NEW YORK — Researchers who analyzed 30 years of trauma-related sports deaths among youths found that football accounted for 57 percent of the fatalities — and that many would have been prevented if athletes with head injuries had been kept off the field.

The report, which reviewed information from a U.S. registry of 1,827 sudden deaths of young athletes from 1980 to 2009, found that 261, or 14 percent, were caused by blunt trauma. The study, published Monday in the Journal of Pediatrics, analyzed data on fatal injuries that occurred during 22 different sports.

Twelve percent of the 138 football deaths caused by head or neck injuries involved students who returned to the game after a concussion, researchers said. In some of these “second-impact syndrome” deaths, athletes were cleared for play despite symptoms from a previous head injury. More education is needed for coaches, trainers, parents and students on the consequences of repeat head blows, the researchers said in the report.
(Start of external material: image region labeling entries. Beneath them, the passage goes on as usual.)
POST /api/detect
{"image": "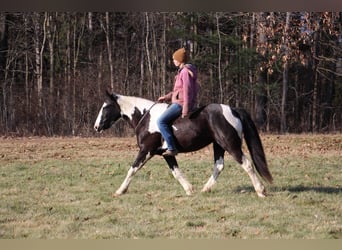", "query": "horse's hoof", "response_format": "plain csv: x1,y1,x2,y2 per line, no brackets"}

112,193,121,198
185,187,195,196
201,187,211,193
257,192,267,198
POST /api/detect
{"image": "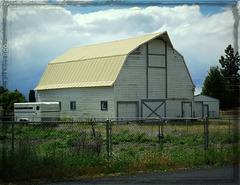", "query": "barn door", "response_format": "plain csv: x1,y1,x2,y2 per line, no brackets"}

182,102,192,118
117,102,139,119
141,100,166,118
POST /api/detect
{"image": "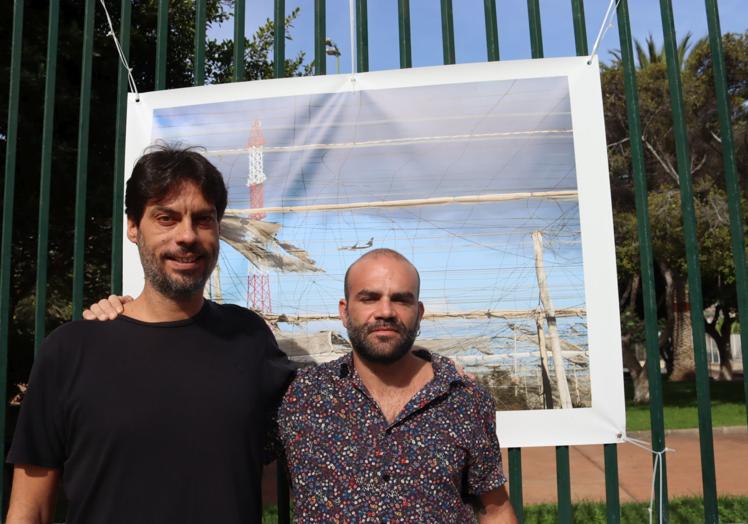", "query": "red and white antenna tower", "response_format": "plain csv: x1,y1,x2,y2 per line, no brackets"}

247,120,272,313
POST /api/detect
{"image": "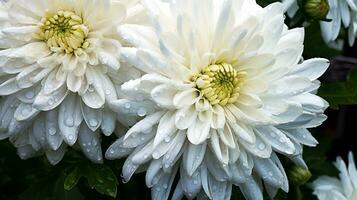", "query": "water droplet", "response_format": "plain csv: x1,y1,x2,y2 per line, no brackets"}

21,105,32,116
143,127,152,134
270,132,276,138
88,85,94,92
25,91,35,99
164,136,171,142
89,118,98,127
48,127,57,136
124,103,131,109
279,137,286,143
48,99,55,106
68,135,74,140
138,108,146,117
66,116,74,127
258,143,265,150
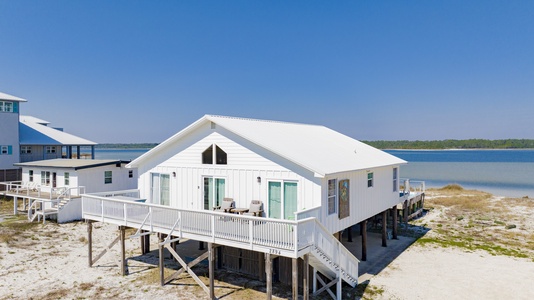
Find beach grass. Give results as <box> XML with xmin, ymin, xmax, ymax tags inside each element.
<box><xmin>414</xmin><ymin>185</ymin><xmax>534</xmax><ymax>259</ymax></box>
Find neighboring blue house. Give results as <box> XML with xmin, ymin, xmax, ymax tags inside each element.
<box><xmin>0</xmin><ymin>92</ymin><xmax>97</xmax><ymax>182</ymax></box>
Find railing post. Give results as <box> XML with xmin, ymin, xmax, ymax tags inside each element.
<box><xmin>248</xmin><ymin>220</ymin><xmax>254</xmax><ymax>249</ymax></box>
<box><xmin>293</xmin><ymin>223</ymin><xmax>299</xmax><ymax>257</ymax></box>
<box><xmin>210</xmin><ymin>215</ymin><xmax>215</xmax><ymax>243</ymax></box>
<box><xmin>122</xmin><ymin>203</ymin><xmax>128</xmax><ymax>225</ymax></box>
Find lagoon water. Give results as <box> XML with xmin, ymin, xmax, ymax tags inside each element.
<box><xmin>386</xmin><ymin>150</ymin><xmax>534</xmax><ymax>198</ymax></box>
<box><xmin>95</xmin><ymin>148</ymin><xmax>534</xmax><ymax>198</ymax></box>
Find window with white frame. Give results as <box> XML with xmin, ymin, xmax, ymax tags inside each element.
<box><xmin>20</xmin><ymin>146</ymin><xmax>32</xmax><ymax>154</ymax></box>
<box><xmin>0</xmin><ymin>101</ymin><xmax>14</xmax><ymax>112</ymax></box>
<box><xmin>41</xmin><ymin>171</ymin><xmax>50</xmax><ymax>185</ymax></box>
<box><xmin>367</xmin><ymin>172</ymin><xmax>374</xmax><ymax>187</ymax></box>
<box><xmin>45</xmin><ymin>146</ymin><xmax>56</xmax><ymax>154</ymax></box>
<box><xmin>202</xmin><ymin>144</ymin><xmax>227</xmax><ymax>165</ymax></box>
<box><xmin>393</xmin><ymin>168</ymin><xmax>399</xmax><ymax>192</ymax></box>
<box><xmin>150</xmin><ymin>173</ymin><xmax>170</xmax><ymax>205</ymax></box>
<box><xmin>104</xmin><ymin>171</ymin><xmax>113</xmax><ymax>184</ymax></box>
<box><xmin>328</xmin><ymin>179</ymin><xmax>337</xmax><ymax>215</ymax></box>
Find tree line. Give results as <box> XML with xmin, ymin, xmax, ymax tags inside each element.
<box><xmin>362</xmin><ymin>139</ymin><xmax>534</xmax><ymax>149</ymax></box>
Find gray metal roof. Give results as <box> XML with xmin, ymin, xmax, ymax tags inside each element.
<box><xmin>19</xmin><ymin>116</ymin><xmax>97</xmax><ymax>146</ymax></box>
<box><xmin>14</xmin><ymin>158</ymin><xmax>122</xmax><ymax>170</ymax></box>
<box><xmin>0</xmin><ymin>92</ymin><xmax>26</xmax><ymax>102</ymax></box>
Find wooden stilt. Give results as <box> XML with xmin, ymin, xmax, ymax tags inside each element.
<box><xmin>119</xmin><ymin>226</ymin><xmax>126</xmax><ymax>276</ymax></box>
<box><xmin>403</xmin><ymin>200</ymin><xmax>410</xmax><ymax>222</ymax></box>
<box><xmin>382</xmin><ymin>209</ymin><xmax>388</xmax><ymax>247</ymax></box>
<box><xmin>302</xmin><ymin>254</ymin><xmax>310</xmax><ymax>300</ymax></box>
<box><xmin>360</xmin><ymin>220</ymin><xmax>367</xmax><ymax>261</ymax></box>
<box><xmin>391</xmin><ymin>205</ymin><xmax>399</xmax><ymax>240</ymax></box>
<box><xmin>158</xmin><ymin>233</ymin><xmax>165</xmax><ymax>286</ymax></box>
<box><xmin>87</xmin><ymin>221</ymin><xmax>93</xmax><ymax>268</ymax></box>
<box><xmin>291</xmin><ymin>258</ymin><xmax>299</xmax><ymax>300</ymax></box>
<box><xmin>208</xmin><ymin>243</ymin><xmax>215</xmax><ymax>299</ymax></box>
<box><xmin>265</xmin><ymin>253</ymin><xmax>273</xmax><ymax>300</ymax></box>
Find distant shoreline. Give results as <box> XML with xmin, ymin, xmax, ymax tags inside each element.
<box><xmin>362</xmin><ymin>139</ymin><xmax>534</xmax><ymax>150</ymax></box>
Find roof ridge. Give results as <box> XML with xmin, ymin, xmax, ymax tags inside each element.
<box><xmin>206</xmin><ymin>115</ymin><xmax>325</xmax><ymax>127</ymax></box>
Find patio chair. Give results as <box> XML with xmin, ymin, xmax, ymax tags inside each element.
<box><xmin>243</xmin><ymin>200</ymin><xmax>263</xmax><ymax>217</ymax></box>
<box><xmin>213</xmin><ymin>198</ymin><xmax>235</xmax><ymax>212</ymax></box>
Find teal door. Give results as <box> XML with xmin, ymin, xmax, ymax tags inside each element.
<box><xmin>268</xmin><ymin>181</ymin><xmax>297</xmax><ymax>220</ymax></box>
<box><xmin>204</xmin><ymin>177</ymin><xmax>226</xmax><ymax>210</ymax></box>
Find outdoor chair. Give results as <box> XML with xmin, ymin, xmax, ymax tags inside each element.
<box><xmin>243</xmin><ymin>200</ymin><xmax>263</xmax><ymax>217</ymax></box>
<box><xmin>213</xmin><ymin>198</ymin><xmax>235</xmax><ymax>212</ymax></box>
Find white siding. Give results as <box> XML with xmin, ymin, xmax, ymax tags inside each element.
<box><xmin>139</xmin><ymin>126</ymin><xmax>321</xmax><ymax>211</ymax></box>
<box><xmin>322</xmin><ymin>166</ymin><xmax>400</xmax><ymax>233</ymax></box>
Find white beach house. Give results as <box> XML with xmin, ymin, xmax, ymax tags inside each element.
<box><xmin>128</xmin><ymin>115</ymin><xmax>406</xmax><ymax>233</ymax></box>
<box><xmin>83</xmin><ymin>115</ymin><xmax>426</xmax><ymax>299</ymax></box>
<box><xmin>0</xmin><ymin>92</ymin><xmax>26</xmax><ymax>181</ymax></box>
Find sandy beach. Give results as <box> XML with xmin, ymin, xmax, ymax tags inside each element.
<box><xmin>0</xmin><ymin>186</ymin><xmax>534</xmax><ymax>299</ymax></box>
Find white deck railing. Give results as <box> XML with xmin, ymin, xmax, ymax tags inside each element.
<box><xmin>82</xmin><ymin>191</ymin><xmax>358</xmax><ymax>277</ymax></box>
“Second-impact syndrome is avoidable,” said study author Dr. Barry Maron of the Minneapolis Heart Institute Foundation, a cardiovascular education and research center. “It’s obviously a coaching and medical issue to avoid this, independent of the equipment used, so football players do not return prematurely to play.”

Symptoms of concussion include headache, dizziness, disorientation, memory loss and seizures, according to the study.
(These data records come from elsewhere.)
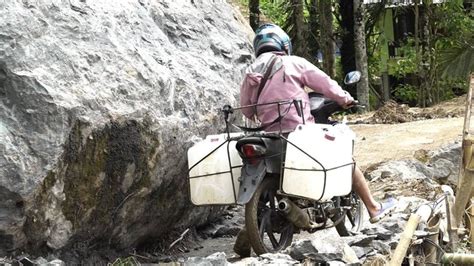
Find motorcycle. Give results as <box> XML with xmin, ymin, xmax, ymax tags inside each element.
<box><xmin>188</xmin><ymin>71</ymin><xmax>364</xmax><ymax>255</ymax></box>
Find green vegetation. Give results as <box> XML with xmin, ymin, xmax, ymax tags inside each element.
<box><xmin>241</xmin><ymin>0</ymin><xmax>474</xmax><ymax>107</ymax></box>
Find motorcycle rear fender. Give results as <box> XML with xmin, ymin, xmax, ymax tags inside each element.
<box><xmin>237</xmin><ymin>160</ymin><xmax>267</xmax><ymax>204</ymax></box>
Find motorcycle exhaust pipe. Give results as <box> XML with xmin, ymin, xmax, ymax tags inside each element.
<box><xmin>278</xmin><ymin>198</ymin><xmax>323</xmax><ymax>229</ymax></box>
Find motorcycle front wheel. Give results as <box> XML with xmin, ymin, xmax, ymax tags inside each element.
<box><xmin>245</xmin><ymin>177</ymin><xmax>293</xmax><ymax>255</ymax></box>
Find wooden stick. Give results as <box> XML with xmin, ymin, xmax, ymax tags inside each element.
<box><xmin>388</xmin><ymin>205</ymin><xmax>432</xmax><ymax>266</ymax></box>
<box><xmin>469</xmin><ymin>197</ymin><xmax>474</xmax><ymax>251</ymax></box>
<box><xmin>388</xmin><ymin>213</ymin><xmax>421</xmax><ymax>266</ymax></box>
<box><xmin>441</xmin><ymin>253</ymin><xmax>474</xmax><ymax>265</ymax></box>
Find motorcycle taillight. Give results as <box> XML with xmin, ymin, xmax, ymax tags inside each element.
<box><xmin>241</xmin><ymin>144</ymin><xmax>267</xmax><ymax>164</ymax></box>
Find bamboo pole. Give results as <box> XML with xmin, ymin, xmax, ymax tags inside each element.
<box><xmin>469</xmin><ymin>197</ymin><xmax>474</xmax><ymax>251</ymax></box>
<box><xmin>388</xmin><ymin>205</ymin><xmax>432</xmax><ymax>266</ymax></box>
<box><xmin>441</xmin><ymin>253</ymin><xmax>474</xmax><ymax>265</ymax></box>
<box><xmin>448</xmin><ymin>73</ymin><xmax>474</xmax><ymax>248</ymax></box>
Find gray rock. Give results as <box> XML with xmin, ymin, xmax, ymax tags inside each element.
<box><xmin>184</xmin><ymin>252</ymin><xmax>229</xmax><ymax>266</ymax></box>
<box><xmin>213</xmin><ymin>226</ymin><xmax>241</xmax><ymax>237</ymax></box>
<box><xmin>0</xmin><ymin>0</ymin><xmax>252</xmax><ymax>255</ymax></box>
<box><xmin>342</xmin><ymin>235</ymin><xmax>376</xmax><ymax>247</ymax></box>
<box><xmin>368</xmin><ymin>160</ymin><xmax>433</xmax><ymax>180</ymax></box>
<box><xmin>429</xmin><ymin>142</ymin><xmax>461</xmax><ymax>188</ymax></box>
<box><xmin>352</xmin><ymin>246</ymin><xmax>375</xmax><ymax>259</ymax></box>
<box><xmin>288</xmin><ymin>240</ymin><xmax>318</xmax><ymax>261</ymax></box>
<box><xmin>232</xmin><ymin>253</ymin><xmax>299</xmax><ymax>266</ymax></box>
<box><xmin>289</xmin><ymin>235</ymin><xmax>359</xmax><ymax>263</ymax></box>
<box><xmin>372</xmin><ymin>240</ymin><xmax>391</xmax><ymax>255</ymax></box>
<box><xmin>259</xmin><ymin>253</ymin><xmax>298</xmax><ymax>265</ymax></box>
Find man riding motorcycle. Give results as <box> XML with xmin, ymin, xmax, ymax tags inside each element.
<box><xmin>234</xmin><ymin>24</ymin><xmax>396</xmax><ymax>256</ymax></box>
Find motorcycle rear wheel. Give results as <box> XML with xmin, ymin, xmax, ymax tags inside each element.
<box><xmin>245</xmin><ymin>177</ymin><xmax>294</xmax><ymax>255</ymax></box>
<box><xmin>333</xmin><ymin>192</ymin><xmax>365</xmax><ymax>236</ymax></box>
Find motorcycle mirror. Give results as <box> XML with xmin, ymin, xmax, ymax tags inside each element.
<box><xmin>344</xmin><ymin>70</ymin><xmax>362</xmax><ymax>85</ymax></box>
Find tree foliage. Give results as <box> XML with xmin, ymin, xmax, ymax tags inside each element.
<box><xmin>241</xmin><ymin>0</ymin><xmax>474</xmax><ymax>106</ymax></box>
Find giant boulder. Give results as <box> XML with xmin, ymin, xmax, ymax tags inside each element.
<box><xmin>0</xmin><ymin>0</ymin><xmax>252</xmax><ymax>255</ymax></box>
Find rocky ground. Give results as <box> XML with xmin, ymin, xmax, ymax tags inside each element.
<box><xmin>0</xmin><ymin>101</ymin><xmax>462</xmax><ymax>265</ymax></box>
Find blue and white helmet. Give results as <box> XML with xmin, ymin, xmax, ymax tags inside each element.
<box><xmin>253</xmin><ymin>24</ymin><xmax>291</xmax><ymax>57</ymax></box>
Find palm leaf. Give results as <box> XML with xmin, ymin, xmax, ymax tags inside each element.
<box><xmin>440</xmin><ymin>35</ymin><xmax>474</xmax><ymax>78</ymax></box>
The deaths analyzed in the report occurred among those younger than 21 and involved scholastic sports teams as well as those in youth sports leagues not affiliated with schools. All the second-impact football deaths occurred among high school athletes, according to the report.

Increased awareness of second-impact syndrome among football players has led 21 states to enact laws that pull student athletes from a game after a head injury and set procedures for allowing them to safely return, according to Gail Hayes, a spokeswoman for the Centers for Disease Control and Prevention in Atlanta. North Carolina Gov. Beverly Perdue signed into law one such bill on June 16. The New York state legislature approved a similar bill on June 14.
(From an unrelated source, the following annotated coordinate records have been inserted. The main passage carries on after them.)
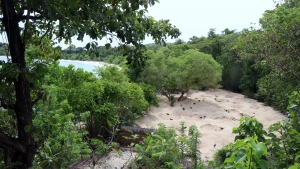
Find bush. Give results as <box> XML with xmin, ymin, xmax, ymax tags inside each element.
<box><xmin>130</xmin><ymin>122</ymin><xmax>204</xmax><ymax>169</ymax></box>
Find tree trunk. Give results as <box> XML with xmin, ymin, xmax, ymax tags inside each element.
<box><xmin>0</xmin><ymin>0</ymin><xmax>39</xmax><ymax>168</ymax></box>
<box><xmin>177</xmin><ymin>91</ymin><xmax>184</xmax><ymax>101</ymax></box>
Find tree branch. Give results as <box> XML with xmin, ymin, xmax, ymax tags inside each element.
<box><xmin>20</xmin><ymin>15</ymin><xmax>44</xmax><ymax>20</ymax></box>
<box><xmin>31</xmin><ymin>93</ymin><xmax>44</xmax><ymax>106</ymax></box>
<box><xmin>0</xmin><ymin>98</ymin><xmax>15</xmax><ymax>110</ymax></box>
<box><xmin>0</xmin><ymin>131</ymin><xmax>27</xmax><ymax>154</ymax></box>
<box><xmin>23</xmin><ymin>6</ymin><xmax>31</xmax><ymax>49</ymax></box>
<box><xmin>39</xmin><ymin>20</ymin><xmax>51</xmax><ymax>44</ymax></box>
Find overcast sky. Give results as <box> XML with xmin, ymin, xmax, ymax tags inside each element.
<box><xmin>64</xmin><ymin>0</ymin><xmax>275</xmax><ymax>48</ymax></box>
<box><xmin>0</xmin><ymin>0</ymin><xmax>275</xmax><ymax>49</ymax></box>
<box><xmin>147</xmin><ymin>0</ymin><xmax>275</xmax><ymax>42</ymax></box>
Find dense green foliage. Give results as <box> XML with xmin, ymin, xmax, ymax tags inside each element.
<box><xmin>0</xmin><ymin>0</ymin><xmax>300</xmax><ymax>169</ymax></box>
<box><xmin>130</xmin><ymin>122</ymin><xmax>204</xmax><ymax>169</ymax></box>
<box><xmin>211</xmin><ymin>91</ymin><xmax>300</xmax><ymax>169</ymax></box>
<box><xmin>137</xmin><ymin>48</ymin><xmax>222</xmax><ymax>101</ymax></box>
<box><xmin>0</xmin><ymin>0</ymin><xmax>180</xmax><ymax>168</ymax></box>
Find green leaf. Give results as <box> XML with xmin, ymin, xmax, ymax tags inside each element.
<box><xmin>105</xmin><ymin>43</ymin><xmax>110</xmax><ymax>49</ymax></box>
<box><xmin>251</xmin><ymin>142</ymin><xmax>267</xmax><ymax>159</ymax></box>
<box><xmin>259</xmin><ymin>160</ymin><xmax>269</xmax><ymax>169</ymax></box>
<box><xmin>232</xmin><ymin>140</ymin><xmax>245</xmax><ymax>150</ymax></box>
<box><xmin>236</xmin><ymin>149</ymin><xmax>247</xmax><ymax>163</ymax></box>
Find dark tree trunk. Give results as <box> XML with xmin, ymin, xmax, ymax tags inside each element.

More than 90 percent of the football deaths analyzed came from head and neck blows that led to subdural hematoma, the accumulation of blood within the cranium shutting off vital functions, Maron said. Ten of the deaths were the result of helmet-to-helmet blows, the study found.

Offensive running back was the single most deadly position in football, with 33 deaths in 30 years. Sixty-nine deaths occurred among defensive players, according to the report.

“Some of the things we talk to the students about are making them aware of signs and symptoms that are typical of concussions,” said Todd Nelson, Director of Safety and Risk Management at New York State Public High School Athletic Association. The group worked with Kemp Hannon, a New York state senator, on the bill.

“It’s not the old days where you had to shake it off and get back into the game,” Nelson said.

Among the 22 sports analyzed, track and field was the second-most deadly sport with 27 fatalities, primarily from pole vaulters falling outside the padded landing area, according to the report. Batted balls were the primary reasons for 16 trauma-related deaths in baseball. Boxing claimed 12 lives.